民家再生奨励賞に奥山旅館本館選出 歴史ある雰囲気評価

民家再生奨励賞を受けた湯沢市の奥山旅館本館(シーモワオカダデザイン提供)
 古民家の再生に取り組む秋田県美郷町六郷の建築業・シーモワオカダデザイン(岡田茂義社長)が昨年完成させた湯沢市の泥湯温泉・奥山旅館本館が、NPO法人・日本民家再生協会(東京)主催の2019年度民家再生奨励賞を受けた。古民家で使われていた木材や建具を使い、歴史ある雰囲気の建物に仕上げたことが評価された。

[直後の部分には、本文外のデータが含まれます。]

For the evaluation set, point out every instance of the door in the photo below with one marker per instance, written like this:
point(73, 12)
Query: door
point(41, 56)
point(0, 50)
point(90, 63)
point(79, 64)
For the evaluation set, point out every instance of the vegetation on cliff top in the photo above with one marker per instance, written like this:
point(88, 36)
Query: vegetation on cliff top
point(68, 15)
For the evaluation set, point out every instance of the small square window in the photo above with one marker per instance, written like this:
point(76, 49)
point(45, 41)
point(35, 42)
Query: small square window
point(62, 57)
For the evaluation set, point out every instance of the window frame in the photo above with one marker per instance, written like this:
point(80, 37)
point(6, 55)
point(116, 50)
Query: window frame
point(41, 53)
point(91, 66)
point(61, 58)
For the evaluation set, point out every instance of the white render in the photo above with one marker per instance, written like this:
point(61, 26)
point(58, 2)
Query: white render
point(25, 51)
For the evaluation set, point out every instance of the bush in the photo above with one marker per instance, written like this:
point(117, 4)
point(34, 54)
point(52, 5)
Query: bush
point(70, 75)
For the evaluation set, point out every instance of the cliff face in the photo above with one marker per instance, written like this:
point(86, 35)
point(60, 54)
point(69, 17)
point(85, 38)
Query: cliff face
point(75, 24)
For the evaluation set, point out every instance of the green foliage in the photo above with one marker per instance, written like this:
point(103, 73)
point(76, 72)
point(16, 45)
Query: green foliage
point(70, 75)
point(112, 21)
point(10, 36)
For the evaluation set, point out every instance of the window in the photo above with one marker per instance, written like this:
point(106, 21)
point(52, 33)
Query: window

 奥山旅館は16年7月に火災で旧本館などが全焼。新たな本館は18年から昨年2月にかけて整備した。木造2階建てで延べ床面積526平方メートル。客室9室を備えている。

 シーモワ社は1970年代半ばから、古民家の景観を生かしつつ利便性を高めるリフォームを手掛ける。同旅館の依頼を受け、温泉地の雰囲気に合った歴史感ある建物づくりを構想。社内にストックした古民家の柱や梁(はり)、建具を使い、ざるなどの古い道具を館内の装飾に生かした。

 日本民家再生協会は、全国の工務店や古民家の持ち主などでつくる。奨励賞は古民家再生の取り組みを広めるため2006年度にスタートし、19年度はシーモワ社を含む13社が選ばれた。

 同社は05年に日本増改築産業協議会主催のデザインコンテストで全国最優秀賞を受けるなど、受賞を重ねている。また、仙北市角館町に16日にオープンした蔵を改修した宿泊施設「和のゐ 角館」の整備にも携わった。

 会長の岡田登さん(76)は「古民家は秋田にとって貴重な観光資源。観光客に非日常の空間を味わってもらえるよう、質の高い建築物を増やしたい」と話した。